Former world No. 1 Hewitt blasted the new format for two primary reasons:

1. It virtually eliminates Davis Cup's traditional home-and-away format.

2. It eliminates the best-of-five set match format for best-of-three-set matches.

A plan spearheaded by ITF president David Haggerty and investment group Kosmos, headed by former FC Barcelona star Gerard Pique, reforms Davis Cup creating a final that will see 18 nations compete in a week-long Davis Cup finale each November.

Incensed that a soccer star is playing such a pivotal role reforming Davis Cup, Hewitt said changes to the 119-year-old international team competition are too extreme.

"Personally I think they will have to tweak the new format," the two-time Grand Slam champion said. "They have gone from one end of the spectrum to the other and they are going to have to deal with it.

"Now we are getting run by a Spanish football player and he knows nothing about tennis and that is ridiculous. He is trying to (transform tennis into soccer). His group has bought into the ITF and they are basically running the ITF — a soccer league is the main sponsor of the Davis Cup, and that to me is mind boggling."

The 12 winners from this weekend's qualifying will join four semifinalists from the previous year and two wild cards into the November Davis Cup final. 

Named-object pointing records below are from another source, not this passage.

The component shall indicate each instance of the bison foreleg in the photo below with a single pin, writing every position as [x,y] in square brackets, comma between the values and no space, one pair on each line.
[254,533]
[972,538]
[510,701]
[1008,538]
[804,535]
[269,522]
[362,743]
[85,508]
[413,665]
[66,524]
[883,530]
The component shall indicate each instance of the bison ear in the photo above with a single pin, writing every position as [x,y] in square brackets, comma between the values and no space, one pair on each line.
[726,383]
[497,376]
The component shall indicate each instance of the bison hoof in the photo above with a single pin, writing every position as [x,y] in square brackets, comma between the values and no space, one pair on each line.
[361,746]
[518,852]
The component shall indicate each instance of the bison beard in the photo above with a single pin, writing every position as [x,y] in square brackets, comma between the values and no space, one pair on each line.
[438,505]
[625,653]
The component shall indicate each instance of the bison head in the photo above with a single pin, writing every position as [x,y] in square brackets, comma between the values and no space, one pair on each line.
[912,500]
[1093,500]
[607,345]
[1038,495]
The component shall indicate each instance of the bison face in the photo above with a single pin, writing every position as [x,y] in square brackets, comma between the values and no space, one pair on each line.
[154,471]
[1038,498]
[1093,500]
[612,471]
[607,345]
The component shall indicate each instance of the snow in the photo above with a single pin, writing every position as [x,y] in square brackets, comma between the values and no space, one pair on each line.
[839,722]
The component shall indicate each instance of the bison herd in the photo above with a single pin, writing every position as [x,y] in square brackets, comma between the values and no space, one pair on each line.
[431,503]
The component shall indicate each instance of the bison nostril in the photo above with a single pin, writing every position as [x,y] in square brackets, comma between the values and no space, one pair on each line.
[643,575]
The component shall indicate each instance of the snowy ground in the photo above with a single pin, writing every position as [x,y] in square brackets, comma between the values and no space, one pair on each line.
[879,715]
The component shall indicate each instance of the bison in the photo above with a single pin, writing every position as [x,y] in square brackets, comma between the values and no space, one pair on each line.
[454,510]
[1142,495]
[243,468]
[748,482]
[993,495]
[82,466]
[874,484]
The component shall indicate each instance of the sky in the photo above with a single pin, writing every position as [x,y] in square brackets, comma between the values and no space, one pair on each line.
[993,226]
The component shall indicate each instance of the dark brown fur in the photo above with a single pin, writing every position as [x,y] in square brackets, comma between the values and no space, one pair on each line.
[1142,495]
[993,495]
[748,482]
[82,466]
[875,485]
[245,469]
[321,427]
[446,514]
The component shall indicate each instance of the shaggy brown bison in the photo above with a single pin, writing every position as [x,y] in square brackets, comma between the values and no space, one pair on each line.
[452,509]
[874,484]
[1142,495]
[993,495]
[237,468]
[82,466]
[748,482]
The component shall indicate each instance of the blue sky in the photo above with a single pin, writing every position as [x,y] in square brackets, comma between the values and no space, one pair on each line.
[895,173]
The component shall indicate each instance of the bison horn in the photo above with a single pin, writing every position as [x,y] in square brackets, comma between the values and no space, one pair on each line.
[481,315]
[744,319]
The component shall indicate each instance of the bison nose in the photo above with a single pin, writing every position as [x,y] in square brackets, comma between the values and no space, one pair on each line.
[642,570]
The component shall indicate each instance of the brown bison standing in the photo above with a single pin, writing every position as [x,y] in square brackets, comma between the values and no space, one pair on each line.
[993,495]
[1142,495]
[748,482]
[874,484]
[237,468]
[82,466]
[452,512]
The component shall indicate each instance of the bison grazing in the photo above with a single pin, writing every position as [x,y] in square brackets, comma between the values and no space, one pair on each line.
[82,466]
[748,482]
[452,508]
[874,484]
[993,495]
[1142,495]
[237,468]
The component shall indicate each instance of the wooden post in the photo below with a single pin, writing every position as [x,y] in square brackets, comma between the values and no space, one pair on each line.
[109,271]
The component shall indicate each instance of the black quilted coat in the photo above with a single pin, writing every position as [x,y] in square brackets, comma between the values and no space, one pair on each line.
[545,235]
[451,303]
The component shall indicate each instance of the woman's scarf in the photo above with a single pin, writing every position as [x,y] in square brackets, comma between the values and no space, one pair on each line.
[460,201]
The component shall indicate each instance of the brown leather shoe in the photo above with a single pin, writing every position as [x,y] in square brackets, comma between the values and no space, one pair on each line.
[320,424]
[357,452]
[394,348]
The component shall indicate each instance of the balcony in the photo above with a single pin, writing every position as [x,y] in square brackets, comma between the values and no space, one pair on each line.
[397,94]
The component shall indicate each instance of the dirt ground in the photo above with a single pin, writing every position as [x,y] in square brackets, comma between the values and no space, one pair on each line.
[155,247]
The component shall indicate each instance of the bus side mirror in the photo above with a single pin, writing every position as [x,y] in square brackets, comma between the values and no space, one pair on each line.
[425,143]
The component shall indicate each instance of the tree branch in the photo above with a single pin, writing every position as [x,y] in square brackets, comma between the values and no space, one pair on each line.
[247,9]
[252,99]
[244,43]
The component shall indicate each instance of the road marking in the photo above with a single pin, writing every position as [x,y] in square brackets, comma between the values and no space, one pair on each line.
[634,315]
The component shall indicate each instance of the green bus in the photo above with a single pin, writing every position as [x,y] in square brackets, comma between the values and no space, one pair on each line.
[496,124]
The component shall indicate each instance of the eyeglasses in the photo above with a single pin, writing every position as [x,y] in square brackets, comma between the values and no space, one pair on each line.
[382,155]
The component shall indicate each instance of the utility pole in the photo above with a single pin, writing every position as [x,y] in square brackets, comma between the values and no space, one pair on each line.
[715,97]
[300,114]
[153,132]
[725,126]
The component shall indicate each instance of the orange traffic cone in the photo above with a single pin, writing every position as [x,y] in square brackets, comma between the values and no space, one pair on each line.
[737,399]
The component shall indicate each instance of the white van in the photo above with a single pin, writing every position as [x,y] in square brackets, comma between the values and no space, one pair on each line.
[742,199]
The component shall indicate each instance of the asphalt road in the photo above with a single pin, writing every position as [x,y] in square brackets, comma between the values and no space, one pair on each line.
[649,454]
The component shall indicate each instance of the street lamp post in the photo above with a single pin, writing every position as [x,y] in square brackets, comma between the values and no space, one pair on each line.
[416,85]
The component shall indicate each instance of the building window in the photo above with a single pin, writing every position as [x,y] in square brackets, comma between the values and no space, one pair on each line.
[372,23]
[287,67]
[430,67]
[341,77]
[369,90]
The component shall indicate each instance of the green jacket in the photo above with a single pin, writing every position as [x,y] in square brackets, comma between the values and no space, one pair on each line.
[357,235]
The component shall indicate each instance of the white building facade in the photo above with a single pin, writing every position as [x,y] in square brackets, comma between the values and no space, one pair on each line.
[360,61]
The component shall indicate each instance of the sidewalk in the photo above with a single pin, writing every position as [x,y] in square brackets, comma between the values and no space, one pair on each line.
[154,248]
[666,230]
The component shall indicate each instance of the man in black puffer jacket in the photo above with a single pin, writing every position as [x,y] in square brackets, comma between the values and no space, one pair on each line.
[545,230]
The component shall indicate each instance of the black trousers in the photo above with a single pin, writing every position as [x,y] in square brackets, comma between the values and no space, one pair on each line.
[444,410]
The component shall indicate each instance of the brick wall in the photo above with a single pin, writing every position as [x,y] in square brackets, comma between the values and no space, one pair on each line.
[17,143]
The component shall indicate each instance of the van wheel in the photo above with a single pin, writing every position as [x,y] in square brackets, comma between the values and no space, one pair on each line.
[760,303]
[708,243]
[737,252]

The Davis Cup finals will be held in a round robin format from Monday to Thursday, with the countries divided into six groups and each qualifying round consisting of three matches—two singles and one doubles—of best-of-three sets.

Champions of each group and the two best runners-up will reach the quarterfinals on Friday, while Saturday and Sunday will host the semifinals and the final.

The two worst qualified teams from the round robin stage will be relegated to the Zone Groups for the following year and the rest of the nations that did not qualify for the semifinals will have to participate in February's qualifying round the following season.